Guess that'll work. [Open the door. Kids come in.]

Wednesday, March 29, 2017

How to Dress Like a Teacher

1. Find a dress that has no discernible sexiness about it. It should be cut pretty high up the neck, and pretty low down the legs. If it's just one color, cool. Don't want to distract the kids with multiple colors.

2. Add a belt if you must. But nothing showy. Try black.

3. Let me guess, that dress has no sleeves? Wear a cardigan. A cardigan and leggings will make your summer dress suitable for the winter. You should have seven cardigans, all varying in their intensity of boredom.

4. Don't forget your ID badge. There you go.



Tuesday, March 21, 2017

A Check-Up for My Goals

I wrote down the reasons why I left Lancaster, with my kind housemates, my growing church, my endless opportunities for involvement in society, and my interesting job. The check-up is in italics beneath each reason for why I came here.

To learn to teach.
This is happening. 

To live near the desert.
This is true, but I haven't seen much of the desert just yet. When I came here in August, I wasn't sure this city wasn't a desert: dry, dusty, without a sliver of green. If the ocean hadn't been a half hour's jog away, I would have felt bereft. 

To live near the ocean.
I live near it, but see it so little. The sand sticks to your feet, and a few young boys walk around with their thirsty donkeys, offering rides along the water's edge. Men show off and proposition you and yell English phrases at you. 

Still, it's the ocean, and I will be going there tomorrow for an hour or so. I won't even bring a book, the waves are such good company. 

To escape the crush of scheduling (for which I took full responsibility).
This has temporarily, no doubt, solved itself. I spend my time teaching, grading, planning, and making food. It's a simple kind of busy, with far fewer deep relationships. 

To ask God how to stop being so angry.
I'm still pretty angry. I get the most angry about how women have such a raw deal the world over. I'm more impatient with so-called "women's issues" than I have ever been. Women's issues are men's issues, just like men's issues will always be women's issues. Regardless, anger is so often an outcropping of fear in my life, so I wonder what I'm afraid of.

To produce nothing, be known for nothing, be right about nothing, defend nothing.
This one was about me not building my own little comfortable kingdom. This is here to remind me that I am God's child, and that is enough. I don't need to see fruit to know that he loves me. 

To confront my loneliness, and befriend it.

I have found my loneliness. I have begun to look it in the eyes. We are not friends yet, merely occasional walking companions.

To be out of the country during the 2016 presidential election.
That happened, but it was painful on this side of the ocean, too. God, bless America. And Morocco. And...

To know Muslims.
Relationships take time and, for me, language.

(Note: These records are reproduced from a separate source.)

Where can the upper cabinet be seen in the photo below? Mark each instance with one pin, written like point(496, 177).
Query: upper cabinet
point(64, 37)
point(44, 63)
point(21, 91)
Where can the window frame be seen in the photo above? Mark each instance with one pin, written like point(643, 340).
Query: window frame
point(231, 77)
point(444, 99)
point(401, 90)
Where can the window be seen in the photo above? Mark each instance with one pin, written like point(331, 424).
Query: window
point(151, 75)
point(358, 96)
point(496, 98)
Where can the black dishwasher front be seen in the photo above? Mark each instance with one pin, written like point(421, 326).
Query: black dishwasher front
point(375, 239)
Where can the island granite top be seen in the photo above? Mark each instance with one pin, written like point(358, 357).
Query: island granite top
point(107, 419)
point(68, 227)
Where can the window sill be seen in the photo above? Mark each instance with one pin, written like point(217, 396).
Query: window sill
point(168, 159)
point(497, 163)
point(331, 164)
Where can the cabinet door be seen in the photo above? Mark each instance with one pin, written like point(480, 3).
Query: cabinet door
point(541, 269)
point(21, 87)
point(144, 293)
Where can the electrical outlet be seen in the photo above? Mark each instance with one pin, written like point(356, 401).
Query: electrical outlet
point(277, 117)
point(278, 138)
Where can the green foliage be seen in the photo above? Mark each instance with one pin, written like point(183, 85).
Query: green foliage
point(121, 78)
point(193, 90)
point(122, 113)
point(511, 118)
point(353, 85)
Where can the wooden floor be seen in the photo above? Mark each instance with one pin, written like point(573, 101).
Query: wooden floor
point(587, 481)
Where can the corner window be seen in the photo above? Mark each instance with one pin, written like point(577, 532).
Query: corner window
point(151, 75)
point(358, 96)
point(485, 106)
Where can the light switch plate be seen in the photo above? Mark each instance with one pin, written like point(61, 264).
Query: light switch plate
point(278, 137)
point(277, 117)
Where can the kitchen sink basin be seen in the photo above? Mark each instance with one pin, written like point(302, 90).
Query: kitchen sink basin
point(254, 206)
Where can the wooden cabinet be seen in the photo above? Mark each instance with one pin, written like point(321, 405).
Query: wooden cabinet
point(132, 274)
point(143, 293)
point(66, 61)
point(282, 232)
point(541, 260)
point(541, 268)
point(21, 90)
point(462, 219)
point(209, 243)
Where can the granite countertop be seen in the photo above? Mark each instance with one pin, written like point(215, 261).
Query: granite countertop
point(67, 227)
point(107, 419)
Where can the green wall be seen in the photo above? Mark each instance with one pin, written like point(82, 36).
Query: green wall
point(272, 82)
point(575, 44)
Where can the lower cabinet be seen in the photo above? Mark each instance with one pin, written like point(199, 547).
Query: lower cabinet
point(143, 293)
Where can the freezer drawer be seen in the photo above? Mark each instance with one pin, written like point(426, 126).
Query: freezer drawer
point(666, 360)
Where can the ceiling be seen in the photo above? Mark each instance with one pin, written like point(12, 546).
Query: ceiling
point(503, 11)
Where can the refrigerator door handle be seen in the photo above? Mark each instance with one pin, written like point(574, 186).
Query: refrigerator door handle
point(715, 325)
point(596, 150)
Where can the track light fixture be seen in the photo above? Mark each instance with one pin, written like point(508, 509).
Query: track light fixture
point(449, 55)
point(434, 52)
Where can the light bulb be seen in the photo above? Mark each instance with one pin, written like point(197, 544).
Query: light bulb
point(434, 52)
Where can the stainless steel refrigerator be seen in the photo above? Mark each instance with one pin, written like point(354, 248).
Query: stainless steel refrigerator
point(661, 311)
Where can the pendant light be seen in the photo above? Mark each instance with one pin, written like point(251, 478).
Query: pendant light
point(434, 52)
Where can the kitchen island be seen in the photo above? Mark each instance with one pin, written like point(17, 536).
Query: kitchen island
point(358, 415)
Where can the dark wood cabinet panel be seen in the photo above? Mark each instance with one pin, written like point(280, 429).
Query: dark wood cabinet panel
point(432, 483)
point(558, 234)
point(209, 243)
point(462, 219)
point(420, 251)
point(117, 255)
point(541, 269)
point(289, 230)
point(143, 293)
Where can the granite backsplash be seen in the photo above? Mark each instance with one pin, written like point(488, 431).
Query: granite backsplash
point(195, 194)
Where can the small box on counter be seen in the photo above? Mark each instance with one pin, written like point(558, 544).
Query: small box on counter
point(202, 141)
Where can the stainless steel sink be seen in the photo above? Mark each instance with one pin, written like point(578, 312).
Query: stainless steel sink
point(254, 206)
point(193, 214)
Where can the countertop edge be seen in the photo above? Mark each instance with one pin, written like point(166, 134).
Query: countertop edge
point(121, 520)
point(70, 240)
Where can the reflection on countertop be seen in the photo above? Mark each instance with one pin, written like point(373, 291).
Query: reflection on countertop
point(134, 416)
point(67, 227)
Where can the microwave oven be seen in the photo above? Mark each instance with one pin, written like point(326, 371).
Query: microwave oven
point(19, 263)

I love the conversations between Christians and Muslims: we have so much to talk about.

I have zero interest in meeting Muslim men, who frankly scare me; but I have lots of interest in meeting Muslim women. The Moroccans I know (though just a little bit) are my co-workers. I am mostly letting work take up that relational space for this year. You don't do everything at once. 

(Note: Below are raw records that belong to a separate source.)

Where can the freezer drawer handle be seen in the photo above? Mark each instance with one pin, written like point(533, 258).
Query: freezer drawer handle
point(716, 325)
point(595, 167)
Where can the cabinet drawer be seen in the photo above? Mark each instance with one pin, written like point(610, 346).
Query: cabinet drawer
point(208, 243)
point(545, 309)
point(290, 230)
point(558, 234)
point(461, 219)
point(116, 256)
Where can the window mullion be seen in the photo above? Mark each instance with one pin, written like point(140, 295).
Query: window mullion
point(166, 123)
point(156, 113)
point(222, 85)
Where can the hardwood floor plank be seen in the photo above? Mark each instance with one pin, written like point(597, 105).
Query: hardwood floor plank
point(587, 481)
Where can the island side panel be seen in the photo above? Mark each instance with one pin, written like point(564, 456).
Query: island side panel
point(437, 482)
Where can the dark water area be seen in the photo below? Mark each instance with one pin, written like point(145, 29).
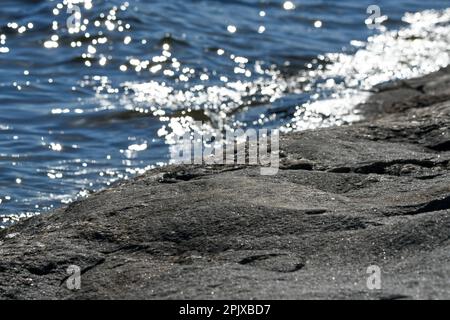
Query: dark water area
point(85, 107)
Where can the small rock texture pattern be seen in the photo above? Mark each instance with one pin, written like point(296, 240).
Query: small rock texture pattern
point(345, 198)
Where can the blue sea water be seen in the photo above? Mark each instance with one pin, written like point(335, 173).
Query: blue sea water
point(85, 107)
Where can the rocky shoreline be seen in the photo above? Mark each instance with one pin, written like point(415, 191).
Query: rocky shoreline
point(345, 198)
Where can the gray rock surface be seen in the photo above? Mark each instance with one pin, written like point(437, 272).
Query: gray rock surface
point(374, 193)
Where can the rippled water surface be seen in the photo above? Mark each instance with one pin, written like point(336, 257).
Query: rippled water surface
point(84, 106)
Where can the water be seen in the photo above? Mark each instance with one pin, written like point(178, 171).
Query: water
point(81, 110)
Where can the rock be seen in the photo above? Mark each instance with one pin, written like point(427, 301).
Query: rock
point(345, 198)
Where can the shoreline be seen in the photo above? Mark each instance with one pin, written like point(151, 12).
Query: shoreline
point(346, 198)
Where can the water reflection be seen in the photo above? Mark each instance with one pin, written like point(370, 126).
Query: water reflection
point(100, 99)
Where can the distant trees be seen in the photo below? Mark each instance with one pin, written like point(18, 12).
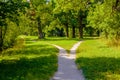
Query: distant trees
point(105, 16)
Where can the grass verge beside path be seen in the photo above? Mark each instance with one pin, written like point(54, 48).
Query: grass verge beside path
point(98, 61)
point(36, 61)
point(64, 42)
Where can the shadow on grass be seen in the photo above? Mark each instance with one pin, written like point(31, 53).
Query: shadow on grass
point(40, 68)
point(100, 68)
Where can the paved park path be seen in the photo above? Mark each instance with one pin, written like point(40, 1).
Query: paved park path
point(67, 69)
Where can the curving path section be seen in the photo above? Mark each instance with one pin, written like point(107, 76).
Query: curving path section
point(67, 69)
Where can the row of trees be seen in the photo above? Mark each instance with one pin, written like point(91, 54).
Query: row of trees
point(70, 18)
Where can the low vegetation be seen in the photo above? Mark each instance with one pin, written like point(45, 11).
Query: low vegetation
point(33, 61)
point(98, 61)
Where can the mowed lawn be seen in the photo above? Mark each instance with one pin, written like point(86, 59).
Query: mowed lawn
point(98, 61)
point(35, 60)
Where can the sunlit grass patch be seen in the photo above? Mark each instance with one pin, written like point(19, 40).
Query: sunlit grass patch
point(98, 61)
point(36, 61)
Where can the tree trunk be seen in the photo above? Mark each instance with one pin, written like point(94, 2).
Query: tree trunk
point(40, 33)
point(80, 27)
point(67, 30)
point(73, 32)
point(1, 40)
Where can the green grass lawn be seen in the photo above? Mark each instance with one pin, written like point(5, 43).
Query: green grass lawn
point(35, 61)
point(64, 42)
point(98, 61)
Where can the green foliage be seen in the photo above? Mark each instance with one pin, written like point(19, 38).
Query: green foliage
point(36, 61)
point(105, 17)
point(98, 61)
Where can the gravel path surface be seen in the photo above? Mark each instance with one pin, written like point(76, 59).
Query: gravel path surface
point(67, 69)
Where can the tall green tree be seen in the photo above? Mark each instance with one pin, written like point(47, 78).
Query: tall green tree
point(9, 12)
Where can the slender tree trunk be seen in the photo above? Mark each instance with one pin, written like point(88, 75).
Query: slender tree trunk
point(73, 32)
point(80, 27)
point(67, 30)
point(1, 40)
point(40, 33)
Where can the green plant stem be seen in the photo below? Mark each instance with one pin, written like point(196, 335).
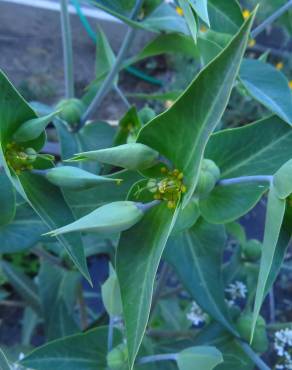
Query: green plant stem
point(277, 14)
point(245, 179)
point(108, 82)
point(156, 358)
point(279, 326)
point(122, 96)
point(253, 356)
point(67, 50)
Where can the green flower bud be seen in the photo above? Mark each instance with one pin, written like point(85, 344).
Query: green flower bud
point(260, 339)
point(209, 175)
point(109, 219)
point(133, 156)
point(71, 110)
point(252, 250)
point(118, 357)
point(75, 178)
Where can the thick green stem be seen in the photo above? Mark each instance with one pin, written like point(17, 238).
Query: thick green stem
point(254, 357)
point(277, 14)
point(67, 50)
point(108, 82)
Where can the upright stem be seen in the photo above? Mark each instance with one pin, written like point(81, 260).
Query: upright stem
point(67, 50)
point(254, 357)
point(277, 14)
point(107, 83)
point(156, 358)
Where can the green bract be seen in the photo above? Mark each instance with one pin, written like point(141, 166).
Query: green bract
point(71, 110)
point(76, 178)
point(133, 156)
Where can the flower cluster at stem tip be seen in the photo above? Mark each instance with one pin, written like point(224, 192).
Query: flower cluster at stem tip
point(19, 158)
point(169, 188)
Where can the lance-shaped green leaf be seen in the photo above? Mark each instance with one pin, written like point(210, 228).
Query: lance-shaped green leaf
point(134, 156)
point(274, 219)
point(138, 256)
point(268, 86)
point(86, 351)
point(48, 202)
point(283, 180)
point(75, 178)
point(23, 285)
point(14, 111)
point(196, 255)
point(7, 199)
point(200, 357)
point(33, 128)
point(4, 364)
point(182, 132)
point(111, 296)
point(108, 219)
point(201, 8)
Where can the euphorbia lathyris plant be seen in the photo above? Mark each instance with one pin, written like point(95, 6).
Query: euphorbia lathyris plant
point(169, 189)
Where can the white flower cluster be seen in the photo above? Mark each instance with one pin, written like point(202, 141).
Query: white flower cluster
point(236, 290)
point(283, 347)
point(196, 315)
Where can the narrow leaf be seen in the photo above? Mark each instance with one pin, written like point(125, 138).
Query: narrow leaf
point(274, 219)
point(198, 113)
point(108, 219)
point(200, 357)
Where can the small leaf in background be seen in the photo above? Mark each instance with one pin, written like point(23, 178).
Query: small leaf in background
point(75, 178)
point(111, 296)
point(4, 364)
point(108, 219)
point(190, 17)
point(7, 199)
point(129, 126)
point(86, 351)
point(274, 218)
point(198, 358)
point(197, 112)
point(268, 86)
point(201, 8)
point(133, 156)
point(17, 236)
point(57, 290)
point(283, 180)
point(33, 128)
point(23, 285)
point(225, 17)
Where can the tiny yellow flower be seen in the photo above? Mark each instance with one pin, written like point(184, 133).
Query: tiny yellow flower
point(251, 43)
point(179, 11)
point(245, 13)
point(168, 103)
point(203, 29)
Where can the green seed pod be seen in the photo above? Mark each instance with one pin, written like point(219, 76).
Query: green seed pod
point(108, 219)
point(117, 358)
point(33, 128)
point(252, 250)
point(260, 339)
point(75, 178)
point(209, 175)
point(134, 156)
point(71, 110)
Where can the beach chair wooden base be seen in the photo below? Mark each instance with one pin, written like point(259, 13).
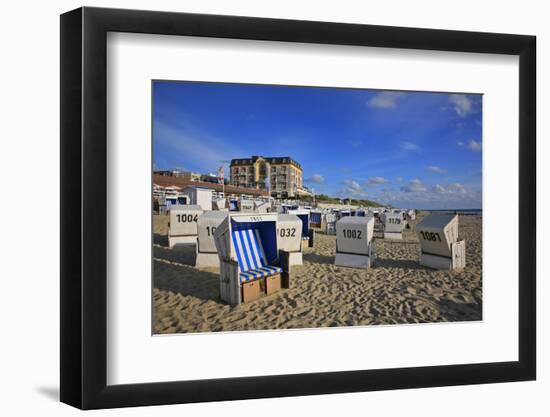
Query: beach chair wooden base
point(353, 261)
point(174, 241)
point(456, 262)
point(252, 290)
point(207, 260)
point(393, 235)
point(273, 284)
point(295, 258)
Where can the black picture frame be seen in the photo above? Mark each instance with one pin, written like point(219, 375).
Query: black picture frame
point(84, 207)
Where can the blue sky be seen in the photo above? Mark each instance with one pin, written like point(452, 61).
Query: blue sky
point(408, 149)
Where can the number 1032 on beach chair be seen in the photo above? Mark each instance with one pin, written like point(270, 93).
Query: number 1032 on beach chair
point(251, 266)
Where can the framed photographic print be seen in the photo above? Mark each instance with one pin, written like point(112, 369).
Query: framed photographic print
point(258, 207)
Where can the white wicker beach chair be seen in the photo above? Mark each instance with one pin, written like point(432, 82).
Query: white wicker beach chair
point(440, 247)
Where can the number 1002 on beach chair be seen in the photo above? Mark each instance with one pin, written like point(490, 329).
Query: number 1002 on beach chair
point(251, 265)
point(354, 246)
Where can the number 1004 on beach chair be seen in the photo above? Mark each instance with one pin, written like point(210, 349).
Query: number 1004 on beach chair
point(251, 265)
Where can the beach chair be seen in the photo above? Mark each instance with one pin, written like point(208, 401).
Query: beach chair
point(354, 244)
point(207, 254)
point(307, 232)
point(246, 206)
point(440, 247)
point(219, 204)
point(330, 221)
point(251, 265)
point(393, 225)
point(182, 226)
point(289, 237)
point(316, 219)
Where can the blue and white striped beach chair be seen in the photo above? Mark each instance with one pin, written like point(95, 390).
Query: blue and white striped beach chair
point(251, 255)
point(251, 265)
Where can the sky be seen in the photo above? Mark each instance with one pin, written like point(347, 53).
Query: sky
point(405, 149)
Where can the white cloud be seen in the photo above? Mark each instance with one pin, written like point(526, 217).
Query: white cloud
point(376, 181)
point(452, 189)
point(435, 169)
point(316, 178)
point(352, 189)
point(385, 100)
point(439, 189)
point(472, 145)
point(193, 148)
point(352, 185)
point(414, 186)
point(409, 146)
point(461, 104)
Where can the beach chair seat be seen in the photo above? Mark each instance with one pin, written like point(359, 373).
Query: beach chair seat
point(259, 273)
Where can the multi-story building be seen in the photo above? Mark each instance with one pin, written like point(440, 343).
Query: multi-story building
point(284, 173)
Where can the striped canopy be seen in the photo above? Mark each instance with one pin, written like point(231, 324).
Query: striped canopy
point(251, 255)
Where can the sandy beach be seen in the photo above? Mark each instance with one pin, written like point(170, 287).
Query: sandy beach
point(396, 290)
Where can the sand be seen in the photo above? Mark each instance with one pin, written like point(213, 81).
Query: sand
point(396, 290)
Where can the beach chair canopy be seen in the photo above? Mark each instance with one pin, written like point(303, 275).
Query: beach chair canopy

My Moroccan co-workers are understandably guarded in getting to know American teachers. Turnover is as high as you'd expect among young, American, traveler-teachers. For perspective, I'm far less a traveler than most of the Americans I work with. 

Monday, March 6, 2017

Lovelocks of Paris

Locks are prolific in Paris. You buy one at any corner tobacco shop, and attach it to some bridge, or indeed any public metal fixture in a picturesque area, and it represents your committed love. 

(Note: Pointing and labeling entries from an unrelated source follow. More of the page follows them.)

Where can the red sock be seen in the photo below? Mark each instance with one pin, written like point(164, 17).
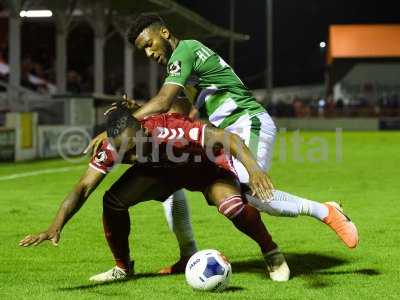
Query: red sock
point(117, 226)
point(249, 222)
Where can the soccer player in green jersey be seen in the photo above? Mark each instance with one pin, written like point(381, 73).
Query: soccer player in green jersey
point(220, 96)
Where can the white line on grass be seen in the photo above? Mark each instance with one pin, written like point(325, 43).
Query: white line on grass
point(34, 173)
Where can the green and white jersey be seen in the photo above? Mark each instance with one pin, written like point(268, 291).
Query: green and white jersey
point(219, 94)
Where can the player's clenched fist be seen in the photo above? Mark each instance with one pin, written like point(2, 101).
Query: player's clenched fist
point(36, 239)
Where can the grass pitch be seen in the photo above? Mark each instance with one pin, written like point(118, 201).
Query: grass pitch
point(362, 170)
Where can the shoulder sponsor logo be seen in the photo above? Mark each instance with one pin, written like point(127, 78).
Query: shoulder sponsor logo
point(174, 69)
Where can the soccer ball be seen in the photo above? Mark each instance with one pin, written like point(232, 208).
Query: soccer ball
point(208, 270)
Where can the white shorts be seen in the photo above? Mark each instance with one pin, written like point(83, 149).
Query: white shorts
point(258, 132)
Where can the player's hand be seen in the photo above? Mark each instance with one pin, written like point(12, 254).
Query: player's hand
point(261, 186)
point(126, 102)
point(36, 239)
point(95, 143)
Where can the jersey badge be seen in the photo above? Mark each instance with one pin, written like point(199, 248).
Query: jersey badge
point(174, 69)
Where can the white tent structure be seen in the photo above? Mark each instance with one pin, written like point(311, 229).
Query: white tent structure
point(102, 15)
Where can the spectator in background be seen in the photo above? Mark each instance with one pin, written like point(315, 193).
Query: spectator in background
point(73, 82)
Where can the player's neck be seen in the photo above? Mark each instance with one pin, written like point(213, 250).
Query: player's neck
point(174, 43)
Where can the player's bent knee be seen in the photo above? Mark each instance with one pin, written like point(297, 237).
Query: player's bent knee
point(231, 207)
point(112, 202)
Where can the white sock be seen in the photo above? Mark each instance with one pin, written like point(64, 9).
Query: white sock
point(177, 214)
point(288, 205)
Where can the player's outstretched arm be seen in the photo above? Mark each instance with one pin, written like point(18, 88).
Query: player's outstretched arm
point(161, 103)
point(71, 204)
point(259, 181)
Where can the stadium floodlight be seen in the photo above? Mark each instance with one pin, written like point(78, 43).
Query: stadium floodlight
point(36, 13)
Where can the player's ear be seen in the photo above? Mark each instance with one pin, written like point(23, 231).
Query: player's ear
point(165, 32)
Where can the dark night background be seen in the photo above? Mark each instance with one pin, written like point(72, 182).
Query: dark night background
point(299, 27)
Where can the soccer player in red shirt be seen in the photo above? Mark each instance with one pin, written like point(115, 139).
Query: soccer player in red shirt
point(148, 180)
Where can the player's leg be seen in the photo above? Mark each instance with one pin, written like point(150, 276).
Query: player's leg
point(136, 185)
point(226, 195)
point(177, 213)
point(259, 133)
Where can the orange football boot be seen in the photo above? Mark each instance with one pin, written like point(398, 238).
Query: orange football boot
point(341, 224)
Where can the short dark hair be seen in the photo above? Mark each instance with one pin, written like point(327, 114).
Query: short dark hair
point(140, 23)
point(120, 119)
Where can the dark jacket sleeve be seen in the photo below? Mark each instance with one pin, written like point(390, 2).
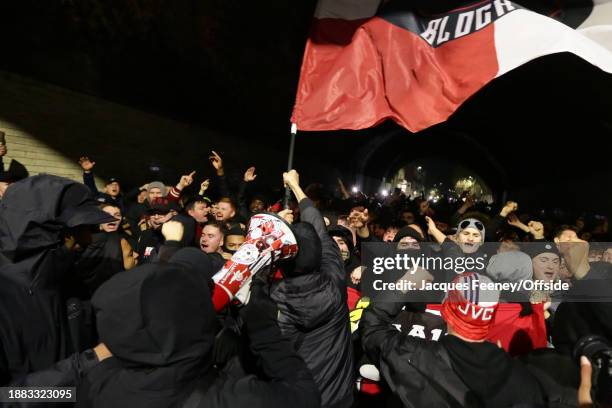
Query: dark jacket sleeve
point(223, 187)
point(331, 261)
point(90, 182)
point(492, 227)
point(243, 206)
point(378, 336)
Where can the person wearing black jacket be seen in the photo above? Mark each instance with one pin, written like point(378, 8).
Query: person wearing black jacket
point(312, 300)
point(43, 221)
point(461, 369)
point(159, 324)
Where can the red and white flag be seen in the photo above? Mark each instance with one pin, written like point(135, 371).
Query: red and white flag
point(364, 64)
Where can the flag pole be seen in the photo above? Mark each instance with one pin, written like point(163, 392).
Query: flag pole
point(290, 163)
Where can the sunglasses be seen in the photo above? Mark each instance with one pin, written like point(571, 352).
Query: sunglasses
point(465, 224)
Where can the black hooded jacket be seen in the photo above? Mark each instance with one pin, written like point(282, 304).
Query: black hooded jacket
point(159, 323)
point(450, 372)
point(33, 324)
point(314, 314)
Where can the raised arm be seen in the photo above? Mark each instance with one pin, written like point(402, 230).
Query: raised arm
point(88, 178)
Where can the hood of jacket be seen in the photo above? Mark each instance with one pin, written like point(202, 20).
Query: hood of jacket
point(35, 211)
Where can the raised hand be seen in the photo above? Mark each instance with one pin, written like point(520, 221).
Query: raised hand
point(515, 222)
point(249, 175)
point(86, 164)
point(358, 219)
point(204, 186)
point(173, 231)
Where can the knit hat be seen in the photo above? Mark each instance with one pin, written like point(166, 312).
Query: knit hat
point(472, 223)
point(511, 266)
point(534, 249)
point(468, 308)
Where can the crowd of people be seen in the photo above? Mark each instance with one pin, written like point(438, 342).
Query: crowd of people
point(113, 292)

I really liked this concept, and I treated it like a treasure hunt all around the city. 


In a park behind Notre Dame Cathedral, where I had no clue
how to focus my lens.
Locks on a tunnel hook along the Seine

On the Eiffel Tower, people worry a lot about structural failure.

The Pont Des Arts, probably the most famous place in Paris
to spot locks


I felt like this lock was mine, because it already had one of
my monikers, and its love was Paris.